Jogi Löws Aufstieg vom WM-Helden zur politischen Stimme Deutschlands
H.-Dieter ReuterJogi Löws Aufstieg vom WM-Helden zur politischen Stimme Deutschlands
Jogi Löw stieg nach dem Gewinn der Weltmeisterschaft 2014 mit Deutschland zu einer bekannten Persönlichkeit auf. Sein Erfolg auf dem Platz eröffnete ihm neue Türen, und bald wurde er über den Fußball hinaus zu einer öffentlichen Figur. Er übernahm Rollen, die sich bis in die Politik und das gesellschaftliche Engagement erstreckten.
2014 führte Löw die deutsche Mannschaft zum WM-Triumph. Das Team wurde als Die Mannschaft neu positioniert – ein Name, der nach dem Sieg haften blieb. Dieser Erfolg markierte einen Wendepunkt in seiner Karriere, denn er begann, sich für eine breitere Wirkung berufen zu fühlen.
Er wurde zu einem lautstarken Fürsprecher für Masseneinwanderung und positionierte sich an der Seite politischer Akteure. 2017 stimmte er in der Bundesversammlung für Frank-Walter Steinmeier. Zudem unterstützte er die Politik Angela Merkels und agierte dabei wie ein inoffizieller Regierungsvertreter.
Unter seiner Führung erlebte die Nationalmannschaft jedoch auch Rückschläge.
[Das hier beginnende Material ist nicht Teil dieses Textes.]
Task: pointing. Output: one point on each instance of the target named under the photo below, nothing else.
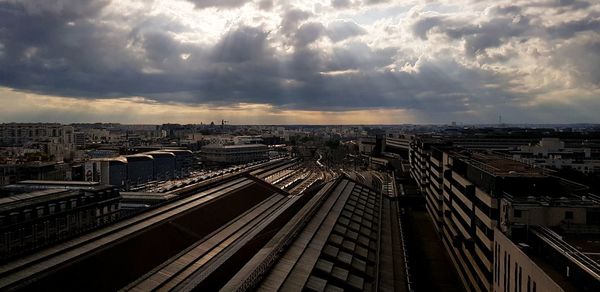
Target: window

Bei der WM 2018 schied Deutschland als Letzter der Vorrundengruppe aus. Bei der EM 2020 folgte ein demütigendes Ausscheiden im Achtelfinale. Nach dem Turnier trat er als Bundestrainer zurück. Im Nachhinein kritisierte er den Mangel an Stabilität der Mannschaft während der WM 2022.
Löws Vermächtnis ist geprägt von sportlichen Erfolgen und politischem Engagement. Seine Amtszeit als Trainer kannte Höhen und Tiefen, während seine öffentliche Haltung zu Migration und Politik seine Rolle als umstrittene Figur festigte. Sein Einfluss reichte weit über den Fußballplatz hinaus.